Lightened Up Apple Crisp: Canadian Maple Syrup

Keep in mind that a recipe is not necessarily sugar free just because it doesn’t call for any added white or brown sugar. For example, maple syrup is still a source of sugar because it’s made directly from the sap of sugar maple trees (the sap is boiled down 40 times to make the syrup). It’s just a better choice in my opinion because it’s unprocessed and offers health benefits of vitamin and mineral content without losing its sweet taste. Think zinc and magnesium (necessary minerals for post workout recovery!), potassium, and 54 different antioxidant compounds (the darker the grade, the higher the antioxidant levels).
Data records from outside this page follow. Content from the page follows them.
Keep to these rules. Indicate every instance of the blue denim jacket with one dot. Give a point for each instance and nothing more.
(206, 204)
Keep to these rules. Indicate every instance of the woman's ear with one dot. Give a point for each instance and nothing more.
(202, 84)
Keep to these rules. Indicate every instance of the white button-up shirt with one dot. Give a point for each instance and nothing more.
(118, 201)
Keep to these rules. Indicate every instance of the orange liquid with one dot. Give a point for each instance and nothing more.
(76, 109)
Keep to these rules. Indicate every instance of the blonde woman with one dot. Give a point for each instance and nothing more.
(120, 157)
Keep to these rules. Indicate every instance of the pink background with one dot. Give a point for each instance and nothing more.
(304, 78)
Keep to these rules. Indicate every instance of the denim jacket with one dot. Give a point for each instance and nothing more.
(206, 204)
Anyways, back to the apple crisp. After poking around a little bit online, I think I was able to combine a bunch of different ideas to create a winning recipe for you guys.

Lightened Up Apple Crisp

Lightened Up Apple Crisp

Makes a 9×13 inch pan’s worth (serves a crowd!)


  • 6 medium sized apples, peeled, cored, and chopped
  • 4 cups almond flour
  • 1 cup Canadian maple syrup
  • 1 cup unsalted pecan halves/pieces
  • 1 cup raisins
  • 1 cup dried cranberries
  • 2 tsp baking soda
  • 2 tsp cinnamon
  • 1 tsp nutmeg
  • 1 tsp apple pie spice
  • Coconut oil or coconut oil cooking spray


  1. Preheat the oven to 350 degrees F.
  2. Spray a 9×13 baking dish with coconut oil cooking spray, or grease with regular coconut oil.
  3. In a large bowl, mix all the other ingredients together.
  4. Once combined, spread evenly into the baking dish.
  5. Bake for 30-40 minutes, or until the top turns golden brown and begins to crisp up.
  6. Sprinkle some extra cinnamon on top, and enjoy!

Lightened Up Apple Crisp

This apple crisp, despite not having the typical bad-for-you ingredients, still had an ooey gooey middle and tasted like the traditional version. The only thing I would say is that its not AS crispy as its non-healthified cousin. After Tim and I finished all our food prep that Sunday, we each enjoyed some of the apple crisp with a scoop of So Delicious almond milk frozen dessert. It definitely satisfied my sweet tooth craving, without the guilt!

Lightened Up Apple Crisp

You can make this recipe for a smaller group by cutting the ingredients in half and using an 8×8 baking dish instead. Just cook for 30 minutes instead of going over. As long as the pans are the same depth, you should be okay. I’ve made both versions now, and each came out great.

–Let’s chat–
How do you make apple crisp? What’s your favorite go to fall dessert? How do you like to sweeten recipes without using any added sugar? What’s something you think you would like to make using Canadian maple syrup?

Next on my maple “to try” list is maple water! As someone who simply cannot jump on the coconut water bandwagon, I have high hopes for this one.